With the popularity of social network, social media data embedding has attracted extensive research interest and boomed many applications, such as image classification and cross-modal retrieval. In this paper, we examine the scenario of social images containing multimodal content (e.g., visual content and textual tags) and connecting with each other (e.g., two images submitted to the same group). In such a case, both the multimodal content and link information provide useful clues for representation learning. Therefore, simply learning the embedding from network structure or data content results in sub-optimal social image representation. In this paper, we propose a Deep Multimodal Attention Networks (DMAN) to combine multimodal content and link information for social image embedding.
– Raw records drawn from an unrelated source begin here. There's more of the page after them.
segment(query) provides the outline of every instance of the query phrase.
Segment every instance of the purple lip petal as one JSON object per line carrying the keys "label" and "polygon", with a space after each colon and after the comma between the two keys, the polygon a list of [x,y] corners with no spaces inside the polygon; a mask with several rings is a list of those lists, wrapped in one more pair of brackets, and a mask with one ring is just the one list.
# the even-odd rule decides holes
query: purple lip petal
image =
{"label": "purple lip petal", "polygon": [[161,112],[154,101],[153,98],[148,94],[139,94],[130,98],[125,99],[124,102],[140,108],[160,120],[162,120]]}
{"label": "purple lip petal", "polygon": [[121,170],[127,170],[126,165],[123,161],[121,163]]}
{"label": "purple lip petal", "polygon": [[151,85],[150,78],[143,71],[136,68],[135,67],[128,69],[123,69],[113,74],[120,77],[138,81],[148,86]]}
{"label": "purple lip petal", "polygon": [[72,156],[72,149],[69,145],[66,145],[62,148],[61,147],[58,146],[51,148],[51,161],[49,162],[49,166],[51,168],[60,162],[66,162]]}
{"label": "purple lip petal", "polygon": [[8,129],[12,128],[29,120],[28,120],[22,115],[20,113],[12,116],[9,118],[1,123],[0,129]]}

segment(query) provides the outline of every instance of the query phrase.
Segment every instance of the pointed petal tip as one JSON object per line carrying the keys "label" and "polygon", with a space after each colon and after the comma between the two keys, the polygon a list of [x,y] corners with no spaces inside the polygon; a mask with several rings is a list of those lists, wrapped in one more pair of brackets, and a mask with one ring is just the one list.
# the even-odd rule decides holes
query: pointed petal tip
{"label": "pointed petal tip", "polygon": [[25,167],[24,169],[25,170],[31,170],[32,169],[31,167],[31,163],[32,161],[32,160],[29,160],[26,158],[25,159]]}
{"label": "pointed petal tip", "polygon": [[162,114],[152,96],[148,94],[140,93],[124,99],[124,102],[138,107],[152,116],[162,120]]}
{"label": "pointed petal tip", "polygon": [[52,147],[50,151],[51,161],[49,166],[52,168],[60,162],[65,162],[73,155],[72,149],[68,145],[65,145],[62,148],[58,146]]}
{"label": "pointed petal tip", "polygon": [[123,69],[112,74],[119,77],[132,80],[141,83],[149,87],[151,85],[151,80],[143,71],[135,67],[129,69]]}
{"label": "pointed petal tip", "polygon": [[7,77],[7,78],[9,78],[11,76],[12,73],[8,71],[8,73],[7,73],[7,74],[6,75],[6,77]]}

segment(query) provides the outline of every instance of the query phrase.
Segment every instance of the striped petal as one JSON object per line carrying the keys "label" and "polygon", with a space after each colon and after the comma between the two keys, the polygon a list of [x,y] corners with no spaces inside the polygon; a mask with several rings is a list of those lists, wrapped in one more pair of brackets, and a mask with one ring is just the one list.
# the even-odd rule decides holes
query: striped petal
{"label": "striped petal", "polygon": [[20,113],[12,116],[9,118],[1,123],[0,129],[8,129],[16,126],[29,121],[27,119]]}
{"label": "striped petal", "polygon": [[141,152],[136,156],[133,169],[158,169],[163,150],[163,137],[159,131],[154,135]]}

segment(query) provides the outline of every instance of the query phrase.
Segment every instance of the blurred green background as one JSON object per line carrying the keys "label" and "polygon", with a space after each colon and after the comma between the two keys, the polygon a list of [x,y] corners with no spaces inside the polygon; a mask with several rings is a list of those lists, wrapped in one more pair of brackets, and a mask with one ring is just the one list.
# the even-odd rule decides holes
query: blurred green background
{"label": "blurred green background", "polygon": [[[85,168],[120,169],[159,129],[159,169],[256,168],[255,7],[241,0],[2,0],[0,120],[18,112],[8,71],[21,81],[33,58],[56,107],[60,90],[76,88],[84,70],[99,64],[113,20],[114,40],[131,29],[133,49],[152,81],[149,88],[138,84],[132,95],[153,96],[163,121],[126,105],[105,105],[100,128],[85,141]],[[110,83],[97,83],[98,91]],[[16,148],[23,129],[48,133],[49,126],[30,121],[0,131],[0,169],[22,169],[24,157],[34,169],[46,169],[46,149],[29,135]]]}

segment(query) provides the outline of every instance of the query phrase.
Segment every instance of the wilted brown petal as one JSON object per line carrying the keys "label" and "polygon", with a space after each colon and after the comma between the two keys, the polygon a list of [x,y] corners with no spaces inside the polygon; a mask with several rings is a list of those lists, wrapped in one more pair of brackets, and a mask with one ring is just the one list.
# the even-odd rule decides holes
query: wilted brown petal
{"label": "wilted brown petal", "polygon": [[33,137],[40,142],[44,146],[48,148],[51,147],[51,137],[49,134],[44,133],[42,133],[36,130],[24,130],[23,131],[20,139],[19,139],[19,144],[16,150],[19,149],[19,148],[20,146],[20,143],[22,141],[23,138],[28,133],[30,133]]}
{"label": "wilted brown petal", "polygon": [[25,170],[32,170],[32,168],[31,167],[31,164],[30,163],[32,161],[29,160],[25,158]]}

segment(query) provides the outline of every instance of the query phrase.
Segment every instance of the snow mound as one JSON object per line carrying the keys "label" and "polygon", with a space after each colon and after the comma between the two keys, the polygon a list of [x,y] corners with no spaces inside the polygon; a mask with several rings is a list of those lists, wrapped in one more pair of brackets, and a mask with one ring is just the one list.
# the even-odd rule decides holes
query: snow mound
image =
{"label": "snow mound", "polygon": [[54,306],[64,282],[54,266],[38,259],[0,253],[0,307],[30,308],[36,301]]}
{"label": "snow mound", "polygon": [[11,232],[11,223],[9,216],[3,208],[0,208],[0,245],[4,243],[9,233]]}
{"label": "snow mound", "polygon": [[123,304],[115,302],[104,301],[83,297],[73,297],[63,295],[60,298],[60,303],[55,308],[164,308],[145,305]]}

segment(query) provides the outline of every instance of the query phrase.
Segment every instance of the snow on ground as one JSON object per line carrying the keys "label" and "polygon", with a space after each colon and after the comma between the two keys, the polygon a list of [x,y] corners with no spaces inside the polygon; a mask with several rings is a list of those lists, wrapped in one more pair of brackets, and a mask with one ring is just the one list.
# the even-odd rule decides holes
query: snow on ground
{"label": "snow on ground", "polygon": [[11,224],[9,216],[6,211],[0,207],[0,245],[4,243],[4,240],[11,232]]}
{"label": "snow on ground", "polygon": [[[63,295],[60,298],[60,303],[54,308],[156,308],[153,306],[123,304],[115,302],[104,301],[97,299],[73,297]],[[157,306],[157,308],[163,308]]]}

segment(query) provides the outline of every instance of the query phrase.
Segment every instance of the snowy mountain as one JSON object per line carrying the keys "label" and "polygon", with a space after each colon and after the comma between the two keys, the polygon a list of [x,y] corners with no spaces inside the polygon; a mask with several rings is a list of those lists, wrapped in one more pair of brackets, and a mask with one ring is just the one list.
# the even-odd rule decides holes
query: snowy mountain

Specifically, to effectively incorporate the multimodal content, a visual-textual attention model is proposed to encode the fine-granularity correlation between multimodal content, i.e., the alignment between image regions and textual words. To incorporate the network structure for embedding learning, a novel Siamese-Triplet neural network is proposed to model the first-order proximity and the second-order proximity among images. Then the two modules are integrated into a joint deep model for social image embedding. Once the representation has been learned, a wide variety of data mining problems can be solved by using the task-specific algorithms designed for handling vector representations. Extensive experiments are conducted to demonstrate the effectiveness of our approach on multi-label classification and cross-modal search.